Moonlighters Football Club: A History

By Peter Alegi with Robert Vassen

Overview

Moonlighters was a pioneering black football club in South Africa. Indian hotel workers founded it in 1892 in Johannesburg. This study of Moonlighters Football Club opens a new window on the pivotal significance of football in the social history of the Indian community. Interviews with former members of Moonlighters focus on the importance of football in childhood and its powerful influence in shaping family and neighborhood bonds. The story of Moonlighters also serves to illustrate the game’s broader transformation from amateurism to professionalism and eventually as a positive social force for the breakdown of racial segregation in black football.

Background

In 1860, the British government recruited Indians as indentured laborers to work in the rich sugar plantations of Natal, South Africa. These indentured laborers came from all parts of India, but the majority came from South India, notably Tamil Nadu. After completing their period as indentured laborers, the families or individuals had the choice of returning to India or remaining in South Africa. The majority chose to remain, most of them settling in Natal. A small minority chose to venture further afield and the preference was Johannesburg in the then-province of Transvaal.

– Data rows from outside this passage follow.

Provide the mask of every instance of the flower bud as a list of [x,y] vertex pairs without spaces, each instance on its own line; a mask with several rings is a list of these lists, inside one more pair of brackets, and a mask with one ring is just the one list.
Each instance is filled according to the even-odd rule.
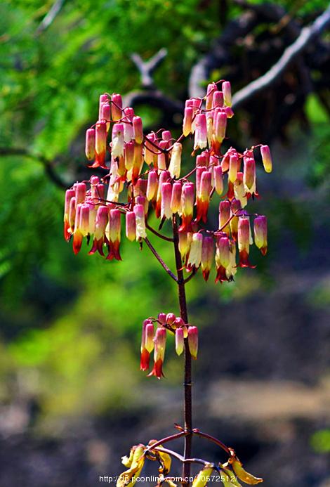
[[209,279],[212,262],[214,257],[214,246],[213,237],[206,235],[203,238],[202,246],[202,271],[206,281]]
[[85,154],[88,161],[91,161],[95,157],[95,129],[86,131]]
[[166,315],[166,325],[172,325],[176,319],[176,316],[174,313],[168,313]]
[[187,263],[187,271],[192,271],[193,268],[197,268],[201,265],[202,244],[203,235],[202,233],[193,233]]
[[64,238],[67,241],[69,241],[71,237],[71,231],[70,230],[70,203],[72,198],[74,197],[75,194],[75,189],[69,189],[65,191],[65,201],[64,207]]
[[270,155],[270,150],[268,145],[261,145],[260,148],[261,158],[263,160],[263,167],[266,172],[272,172],[272,161]]
[[124,155],[125,160],[125,167],[129,171],[133,167],[134,160],[134,141],[126,142],[124,147]]
[[227,237],[218,235],[216,241],[216,283],[228,280],[226,269],[230,265],[230,243]]
[[72,233],[73,230],[74,230],[74,222],[76,221],[76,206],[77,200],[76,197],[74,196],[70,200],[70,205],[69,208],[69,224],[71,233]]
[[105,122],[98,122],[95,133],[95,162],[93,167],[105,167],[105,152],[107,148],[107,124]]
[[206,167],[209,163],[207,158],[208,154],[205,151],[202,152],[201,154],[197,155],[196,157],[196,167]]
[[148,173],[147,186],[147,200],[151,201],[157,195],[158,188],[158,174],[154,169]]
[[106,127],[107,132],[108,132],[109,128],[110,126],[111,107],[110,103],[108,103],[107,102],[105,103],[102,103],[100,120],[103,120],[103,122],[107,122]]
[[77,183],[76,190],[76,204],[83,203],[85,201],[86,186],[85,183]]
[[157,218],[159,218],[161,214],[161,186],[163,183],[168,183],[171,176],[169,171],[161,171],[159,179],[158,181],[157,195],[156,198],[156,206],[154,212]]
[[254,242],[263,255],[267,254],[267,218],[260,215],[254,219]]
[[152,164],[155,157],[155,154],[154,152],[157,152],[156,148],[154,148],[152,143],[148,142],[151,141],[154,143],[156,143],[157,136],[154,132],[151,132],[145,136],[145,161],[149,165]]
[[232,106],[232,89],[229,82],[223,83],[223,101],[226,106]]
[[249,216],[239,216],[238,222],[237,243],[239,250],[240,267],[252,267],[249,262],[249,252],[251,242],[250,219]]
[[244,155],[244,162],[243,182],[244,188],[246,193],[253,195],[256,193],[256,162],[251,152]]
[[234,182],[234,195],[237,200],[241,202],[241,207],[244,208],[247,204],[246,192],[243,183],[243,173],[238,172],[237,177]]
[[110,209],[109,213],[109,254],[108,260],[116,259],[121,261],[119,253],[120,230],[121,230],[121,213],[117,208]]
[[192,122],[194,115],[194,110],[192,107],[186,107],[185,108],[185,115],[183,117],[183,134],[185,137],[187,137],[192,133]]
[[179,250],[183,261],[185,260],[185,257],[190,250],[192,238],[190,232],[179,232]]
[[154,327],[152,323],[148,323],[145,327],[145,346],[149,353],[154,349]]
[[176,142],[172,149],[169,171],[172,178],[176,178],[177,179],[180,178],[180,171],[181,169],[181,152],[182,145],[180,142]]
[[158,145],[159,146],[159,153],[157,155],[157,167],[159,169],[165,170],[166,169],[166,155],[162,149],[166,148],[167,142],[166,141],[160,141]]
[[[231,202],[231,216],[232,216],[235,214],[239,213],[240,209],[241,202],[239,201],[239,200],[236,200],[235,198],[234,198],[234,200],[232,200]],[[233,216],[233,218],[232,218],[232,219],[230,220],[230,231],[232,232],[232,237],[235,240],[235,242],[237,242],[238,232],[238,216]]]
[[196,115],[194,150],[203,149],[207,145],[206,117],[205,113]]
[[74,230],[73,233],[72,248],[74,253],[77,255],[81,248],[83,235],[80,231],[80,216],[81,213],[81,203],[76,206],[76,218],[74,220]]
[[179,228],[179,231],[189,230],[192,220],[192,214],[194,212],[194,183],[185,183],[182,188],[181,195],[181,208],[182,208],[182,224]]
[[140,361],[140,369],[141,370],[147,370],[149,368],[150,352],[145,346],[146,344],[146,330],[147,325],[150,323],[150,320],[145,320],[142,325],[142,337],[141,337],[141,356]]
[[131,242],[136,238],[136,222],[134,212],[128,212],[126,214],[126,235]]
[[123,113],[123,100],[121,95],[114,93],[111,97],[112,103],[111,104],[111,118],[114,122],[120,120]]
[[177,328],[176,330],[176,352],[178,355],[181,355],[185,349],[185,339],[183,337],[183,330]]
[[212,175],[209,171],[204,171],[201,177],[199,184],[199,191],[197,198],[197,214],[196,219],[197,221],[202,219],[204,223],[207,221],[207,212],[210,203],[210,194],[211,190]]
[[166,313],[159,313],[157,320],[161,323],[161,325],[165,325],[166,323]]
[[124,155],[124,124],[114,124],[112,127],[112,155]]
[[81,204],[80,209],[80,223],[79,229],[83,237],[86,237],[89,231],[89,209],[90,205],[88,203]]
[[234,183],[237,177],[237,169],[239,167],[239,159],[237,152],[232,152],[229,159],[228,181]]
[[198,351],[198,329],[197,326],[188,327],[189,351],[194,360],[197,358]]
[[131,142],[134,138],[134,131],[131,123],[123,123],[124,125],[124,141]]
[[98,119],[102,119],[102,106],[103,103],[107,103],[109,100],[109,97],[105,93],[100,95],[99,103],[98,103]]
[[223,106],[223,93],[222,91],[215,91],[212,100],[212,108],[221,108]]
[[173,183],[172,186],[172,197],[171,200],[171,209],[172,213],[178,213],[181,209],[181,193],[182,184],[181,183]]
[[223,169],[221,166],[214,166],[213,167],[214,188],[219,196],[223,193]]
[[171,200],[172,198],[172,185],[171,183],[163,183],[161,187],[161,217],[167,219],[172,218]]
[[154,368],[149,376],[154,375],[158,379],[160,379],[161,377],[164,377],[163,363],[166,346],[166,330],[165,328],[159,327],[157,329],[154,343]]
[[206,101],[205,108],[206,110],[211,110],[213,107],[213,99],[214,93],[218,91],[216,83],[209,83],[207,85],[206,89]]
[[214,138],[221,143],[225,137],[227,128],[227,115],[223,112],[218,112],[214,120]]
[[133,209],[136,214],[136,240],[138,240],[139,238],[146,238],[145,216],[143,206],[142,204],[136,204]]
[[229,219],[230,218],[230,202],[220,201],[219,204],[219,230],[229,235]]
[[134,130],[134,138],[136,143],[142,144],[143,142],[143,129],[140,117],[133,117],[133,129]]

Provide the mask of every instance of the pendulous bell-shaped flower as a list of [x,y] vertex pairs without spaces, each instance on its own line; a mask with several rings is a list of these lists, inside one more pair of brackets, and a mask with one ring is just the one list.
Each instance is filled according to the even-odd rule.
[[206,281],[209,279],[214,259],[213,238],[206,235],[203,238],[202,245],[202,271]]
[[198,329],[197,326],[188,326],[189,351],[194,360],[197,358],[198,351]]
[[261,145],[260,148],[261,158],[263,160],[263,167],[266,172],[272,172],[272,161],[270,155],[270,150],[268,145]]
[[165,328],[160,327],[157,329],[154,344],[154,367],[149,376],[154,375],[157,379],[160,379],[164,377],[163,363],[166,346],[166,330]]
[[86,131],[85,154],[88,161],[95,157],[95,129]]

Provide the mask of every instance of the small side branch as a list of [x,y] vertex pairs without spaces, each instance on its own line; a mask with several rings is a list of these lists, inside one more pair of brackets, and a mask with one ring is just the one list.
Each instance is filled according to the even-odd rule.
[[310,27],[304,27],[297,39],[285,49],[279,60],[265,74],[249,83],[232,97],[232,106],[237,108],[260,91],[273,84],[285,70],[301,54],[314,39],[330,24],[330,6]]
[[145,238],[145,242],[147,244],[147,245],[149,247],[150,249],[151,252],[152,254],[154,255],[157,261],[159,262],[161,266],[165,269],[165,271],[167,272],[169,275],[172,278],[173,280],[176,281],[176,283],[178,281],[176,276],[173,273],[173,272],[171,271],[171,269],[166,266],[165,262],[163,261],[160,255],[157,253],[156,251],[156,249],[152,246],[151,242],[148,240],[147,238]]
[[154,228],[152,228],[152,227],[150,226],[149,225],[149,223],[147,222],[145,223],[145,227],[146,227],[146,228],[150,230],[150,232],[152,232],[152,233],[154,233],[154,235],[156,235],[157,237],[159,237],[159,238],[162,238],[163,240],[166,240],[167,242],[174,242],[173,238],[171,238],[171,237],[166,237],[164,235],[161,235],[161,233],[159,233],[159,232],[157,232],[157,230],[154,230]]
[[6,157],[9,155],[22,155],[24,157],[29,157],[29,159],[39,161],[45,168],[45,171],[49,178],[51,179],[56,186],[62,189],[66,189],[67,186],[70,186],[66,184],[61,178],[56,174],[53,167],[53,162],[43,155],[34,155],[23,148],[0,147],[0,157]]

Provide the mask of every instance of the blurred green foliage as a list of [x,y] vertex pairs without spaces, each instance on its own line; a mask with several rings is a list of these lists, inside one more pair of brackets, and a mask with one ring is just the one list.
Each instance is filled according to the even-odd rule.
[[[305,2],[299,12],[326,3]],[[290,8],[291,2],[281,4]],[[51,26],[39,32],[51,5],[7,0],[0,6],[0,147],[22,148],[32,156],[0,160],[0,397],[9,401],[20,382],[22,394],[37,397],[43,413],[56,415],[103,412],[131,401],[141,379],[140,323],[161,309],[175,311],[177,304],[172,283],[147,249],[132,250],[124,242],[120,264],[88,257],[86,249],[72,254],[62,238],[64,191],[49,179],[38,155],[54,160],[55,170],[70,181],[70,171],[85,164],[79,134],[95,120],[99,94],[138,87],[130,54],[148,58],[166,46],[156,84],[174,98],[184,96],[192,65],[223,19],[217,1],[74,1],[65,2]],[[239,11],[230,5],[229,18]],[[308,106],[317,154],[311,181],[317,183],[329,169],[329,116],[315,98]],[[270,191],[259,209],[266,212],[272,200],[270,239],[279,238],[281,212],[291,214],[285,223],[298,240],[307,237],[309,220],[301,216],[301,207],[298,211],[288,197],[279,212],[276,198]],[[155,245],[173,264],[171,249]],[[223,300],[244,296],[261,278],[239,276],[239,290],[236,283],[202,287],[199,277],[190,284],[190,299],[202,309],[206,294],[218,299],[221,292]],[[204,316],[197,313],[196,319],[202,324]],[[170,361],[173,380],[178,380],[176,368]]]

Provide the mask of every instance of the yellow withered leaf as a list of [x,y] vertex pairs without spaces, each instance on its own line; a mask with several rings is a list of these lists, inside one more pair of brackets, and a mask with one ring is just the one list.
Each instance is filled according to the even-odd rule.
[[192,487],[205,487],[210,480],[210,476],[213,471],[213,465],[208,464],[197,474],[192,482]]
[[236,475],[234,474],[232,470],[230,470],[230,469],[228,468],[228,464],[226,462],[224,465],[219,464],[219,466],[221,467],[221,469],[223,470],[224,474],[227,476],[229,477],[227,481],[231,482],[231,485],[235,486],[235,487],[242,487],[241,484],[238,481],[237,479],[236,478]]
[[238,476],[239,480],[242,480],[245,483],[249,483],[251,486],[254,486],[260,482],[263,482],[263,479],[260,477],[255,477],[254,475],[249,474],[248,472],[244,470],[243,466],[239,459],[235,457],[233,459],[230,460],[230,463],[232,467],[232,469],[235,472],[236,475]]
[[[141,473],[145,460],[145,455],[143,455],[145,446],[142,444],[137,445],[133,447],[131,452],[132,450],[133,450],[133,453],[130,468],[123,472],[123,473],[119,475],[117,481],[117,487],[133,487],[136,482],[136,479]],[[127,457],[126,458],[128,459],[127,463],[129,463],[131,454],[129,458]],[[126,461],[126,459],[125,461]]]

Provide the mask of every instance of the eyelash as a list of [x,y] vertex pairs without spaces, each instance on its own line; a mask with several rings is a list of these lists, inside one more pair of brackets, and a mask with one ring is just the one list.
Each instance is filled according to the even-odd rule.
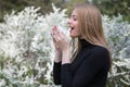
[[77,21],[77,18],[73,18],[74,21]]

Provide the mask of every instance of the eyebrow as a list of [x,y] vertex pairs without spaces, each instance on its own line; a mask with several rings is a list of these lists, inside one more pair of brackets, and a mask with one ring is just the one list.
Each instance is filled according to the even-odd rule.
[[73,17],[77,17],[77,15],[72,15]]

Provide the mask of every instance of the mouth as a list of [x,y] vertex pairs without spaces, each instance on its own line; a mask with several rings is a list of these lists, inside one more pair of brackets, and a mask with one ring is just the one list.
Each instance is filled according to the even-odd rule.
[[72,33],[73,29],[74,29],[74,27],[70,27],[70,33]]

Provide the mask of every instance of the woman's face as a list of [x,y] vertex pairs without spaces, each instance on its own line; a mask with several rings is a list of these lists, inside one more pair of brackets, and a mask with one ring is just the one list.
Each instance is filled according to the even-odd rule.
[[76,10],[73,11],[72,16],[68,21],[70,30],[69,30],[69,35],[70,37],[79,37],[80,36],[80,30],[78,28],[78,15],[76,13]]

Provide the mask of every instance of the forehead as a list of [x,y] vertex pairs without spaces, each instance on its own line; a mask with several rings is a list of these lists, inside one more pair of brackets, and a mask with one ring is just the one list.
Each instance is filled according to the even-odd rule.
[[76,12],[76,10],[73,10],[73,13],[72,13],[72,16],[77,16],[77,12]]

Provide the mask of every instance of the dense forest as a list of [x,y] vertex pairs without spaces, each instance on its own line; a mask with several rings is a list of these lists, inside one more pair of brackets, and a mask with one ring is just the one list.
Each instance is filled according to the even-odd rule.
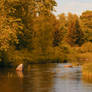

In this same period, other Indians, mostly from the state of Gujerat, emigrated to South Africa. They came as ‘free’ or passenger Indians’ and, as such, settled where they chose to. This group was essentially a merchant class group and settled in the towns as well as fairly remote areas where they set up general stores.

When gold was discovered on the Witwatersrand, a significant number of families of Indian origin settled in the Johannesburg suburbs of Doornfontein (established in 1886-87) and Fordsburg (1888). Most merchant Indians probably went to live in Doornfontein while the “passenger Indians” chose Fordsburg. At about this time, many of the former indentured male workers who chose to stay in South Africa after their contracts expired went to work in hotels as chefs or waiters. This, most likely, is where the story of Moonlighters began—a club that would eventually become famous nationally and would enjoy an illustrious place in the annals of black football.

The Founding Myth

While no written records about the establishment of Moonlighters have survived, a founding myth has been handed down generation by generation through oral tradition. It goes something like this: On a warm summer evening in 1892, Mr. Marian, possibly a Mr. Peters, and one or two others Indian waiters employed at the Moon Hotel were sitting in the courtyard having their dinner and chatting. Soon the conversation turned to sport, and in particular to football. One of the waiters was the great-grandfather of Ivan Naidoo, himself a football player and coach of known repute in the 1950s and 1960s and an authority on the early days of Indian football. Ivan takes up the story: “…They were looking for a name [for the soccer team they wished to start]. It was a summer evening; they looked up at the sky and they saw [a] bright moon shining.” According to Ivan, a combination of the name of the hotel and the bright moon prompted one of the group to suggest they call the club “Moonlighters.”